What we need to do know is to override the IncrementToken method. This method tell us if there are other token to process or not.

As you can read in the documentation, to preserve the state, we need to call CaptureState to create a copy of the actual attribute.

We need also to maintain a queue with the tokens that we will create by analyzing every input token. So just create this two global variable:

  private State currentState;
  private Queue<string> splittedQueue = new Queue<string>();

Now we are ready to override our IncrementToken. We need to analyze the token and, if it is the first time we are processing it, fill our list of tokens. In my case, I need to split it if there is one or more ‘-‘ in it, nothing more.

Our method can be splitted in four phases. The first one is to check if there are tokens in the queue and, if yes, remove it, add it to terms list and call RestoreState. We need to restore the state and set PositionIncrement to zero, because the position of the TokenStream should not advance until we are done with our queue.

    public override bool IncrementToken()
    {      
      if (splittedQueue.Count > 0)
      {
        string splitted = splittedQueue.Dequeue();
        RestoreState(currentState);
        termAtt.SetTermBuffer(splitted);
        posAtt.PositionIncrement = 0;
        return true;
      }
    }

Second step is to check if there are more token to process, otherwise we exit.

      if (!input.IncrementToken())
        return false;  

The third part consist in verify if it is the first time we are processing a term and, in case, populate our queue by adding the resulting tokens. Our function will return at least the token we are processing obviously.

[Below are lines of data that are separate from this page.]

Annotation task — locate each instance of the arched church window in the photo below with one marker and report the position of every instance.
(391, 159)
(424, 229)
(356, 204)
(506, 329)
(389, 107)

    var currentTerm = new string(termAtt.TermBuffer(), 0, termAtt.TermLength());
    if (!string.IsNullOrEmpty(currentTerm))
    {
      var splittedWords = GetSplittedWord(currentTerm);
      //If there are no words, we exit and go to the next token
      if (splittedWords == null || splittedWords.Length == 0)
        return true;
      foreach (var splittedWord in splittedWords)
        splittedQueue.Enqueue(splittedWord);
    }

Fourth and last step is to track the current state in a variable using CaptureState

    currentState = CaptureState();
    return true;

That is all, now you should have an understanding of how a TokenFilter works. Also, as a further extension, instead of using a function to process the token, you could inject in the constructor a service that do some more advance processing and return the filled queue.

  • John Smith

    i have spent days trying to figure out how to use the tokenizer and tokenfilter and i am yet to find anything useful. nobody explains absolutely anything. docs on lucene are worthless, every blog post about this is worthless.

    • Le Zuero

      I agree. I never could understanding only reading the lucene docs.